In turn, we are repeatedly pulled into the real ethical challenges of technology, AI and automation, and how the accelerating pace of technology innovation for the first time in human history, is outstripping our ability as humans to adapt, adjust our policies on a timeline that is meaningful, and avoid the inevitable widening of the income divide in society that this acceleration will drive.

Automation has been diminishing the importance of labor over time, adding to income disparity between the highest earners and the low-wage labor force, reinforcing a belief for many in our society that the future will not be better for them or their children. In fact, an Oxford University study estimated that 47% of total US employment is at risk with automation. These societal tensions explored in the novel are not new and Burn-In makes that clear when one of the characters references the late Carl Sagan’s book, The Demon-Haunted World: Science As a Candle in the Dark, published in 1995, in which Sagan writes of having a foreboding of an America that is an information economy, its industries having slipped away to other countries, with technological powers in the hands of a few, and a political system unable to grapple with the issues on a timeline that is relevant.  Sagan goes on to predict that human critical faculties will decline as we become unable to distinguish between what feels good and what is true and we slide, “almost without noticing, back into superstition and darkness.”  In many ways, it feels as if that moment Sagan warned about has come, with Burn-In then asking what it would be like.

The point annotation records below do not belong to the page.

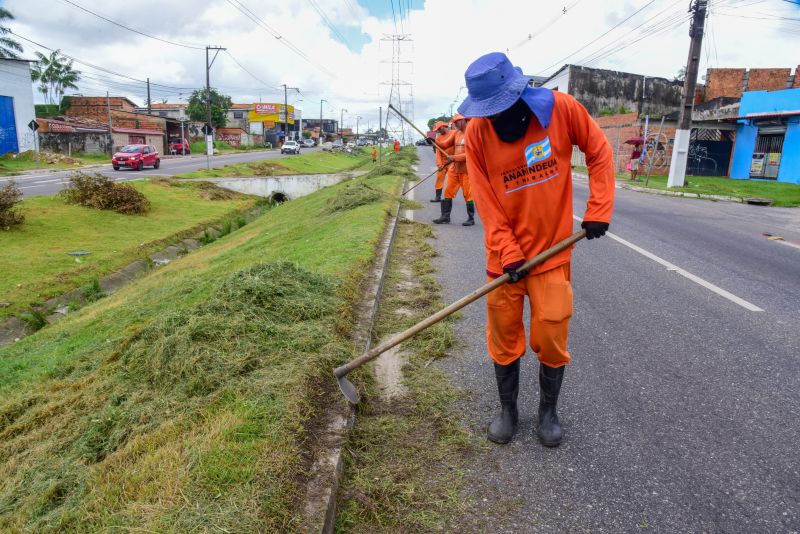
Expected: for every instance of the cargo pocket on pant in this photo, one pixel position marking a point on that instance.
(557, 301)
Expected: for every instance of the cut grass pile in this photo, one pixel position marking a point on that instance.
(406, 458)
(185, 402)
(319, 162)
(782, 194)
(33, 256)
(26, 161)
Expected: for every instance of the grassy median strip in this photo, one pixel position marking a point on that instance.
(320, 162)
(183, 402)
(33, 256)
(406, 458)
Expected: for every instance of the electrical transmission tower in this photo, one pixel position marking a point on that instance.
(401, 92)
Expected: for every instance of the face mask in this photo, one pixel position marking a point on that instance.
(511, 124)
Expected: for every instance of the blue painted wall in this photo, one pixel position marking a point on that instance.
(746, 132)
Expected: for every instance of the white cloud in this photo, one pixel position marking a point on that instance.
(447, 35)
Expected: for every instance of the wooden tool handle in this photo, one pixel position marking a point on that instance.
(454, 307)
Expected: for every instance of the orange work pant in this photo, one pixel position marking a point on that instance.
(440, 178)
(455, 181)
(550, 296)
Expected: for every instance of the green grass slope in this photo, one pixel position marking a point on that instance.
(183, 402)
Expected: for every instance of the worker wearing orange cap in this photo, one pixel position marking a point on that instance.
(441, 160)
(519, 147)
(457, 177)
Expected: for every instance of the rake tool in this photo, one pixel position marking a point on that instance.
(349, 390)
(420, 182)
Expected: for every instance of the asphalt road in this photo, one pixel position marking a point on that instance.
(49, 183)
(681, 407)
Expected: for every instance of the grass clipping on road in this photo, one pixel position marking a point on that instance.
(406, 458)
(186, 401)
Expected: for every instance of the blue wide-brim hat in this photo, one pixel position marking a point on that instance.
(494, 85)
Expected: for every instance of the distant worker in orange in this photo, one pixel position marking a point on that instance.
(519, 148)
(457, 177)
(441, 135)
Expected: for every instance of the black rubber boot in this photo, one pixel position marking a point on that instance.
(504, 425)
(470, 215)
(447, 207)
(549, 387)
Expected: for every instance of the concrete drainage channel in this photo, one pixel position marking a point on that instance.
(276, 189)
(319, 510)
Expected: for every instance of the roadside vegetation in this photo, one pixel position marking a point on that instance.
(186, 401)
(33, 257)
(13, 164)
(782, 194)
(320, 162)
(406, 458)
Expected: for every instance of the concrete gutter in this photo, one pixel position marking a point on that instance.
(319, 511)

As in their previous novel Ghost Fleet, Singer and Cole use a technique called “useful fiction” or FICINT to drive their narrative. While readers may be familiar with the concept of HUMINT (Human Intelligence) and SIGINT (Signals Intelligence), few may have come across the term FICINT. FICINT is the fusion of fiction writing with intelligence research and analysis, to imagine future scenarios grounded in reality (so, there is no made up tech) and then learn from the experience. Using FICINT, the authors tackle complex concepts like AI, automation, robotics, consumerism, elitism and even government surveillance, all the while taking the reader on a suspenseful and action-packed journey they have not been on before. The value is that the authors bring the scenarios to life in a way no White Paper or report ever could.  Not only does this technique make the work accessible to a broader audience, but it can also be more effective in forcing conversation around these topics. Perhaps that’s why the US Government’s Cyberspace Solarium Commission Report, a 174-page document that lays out a strategy for securing Cyberspace starts with a forward titled, A Warning from Tomorrow by Peter W. Singer and August Cole. This “warning from tomorrow” is actually a synopsis of the aftermath of the events that take place in this novel. The Commission recognized that the fictional scenarios contained in this novel, all grounded in real technology, can spark the imagination in a way no other technique can.

Timely and compelling as it is entertaining, Burn-In raises important issues and will provoke the necessary conversations that must happen about humanity and the future we want as we embrace technology at an ever-accelerating pace.

This book earns a prestigious four out of four trench coats.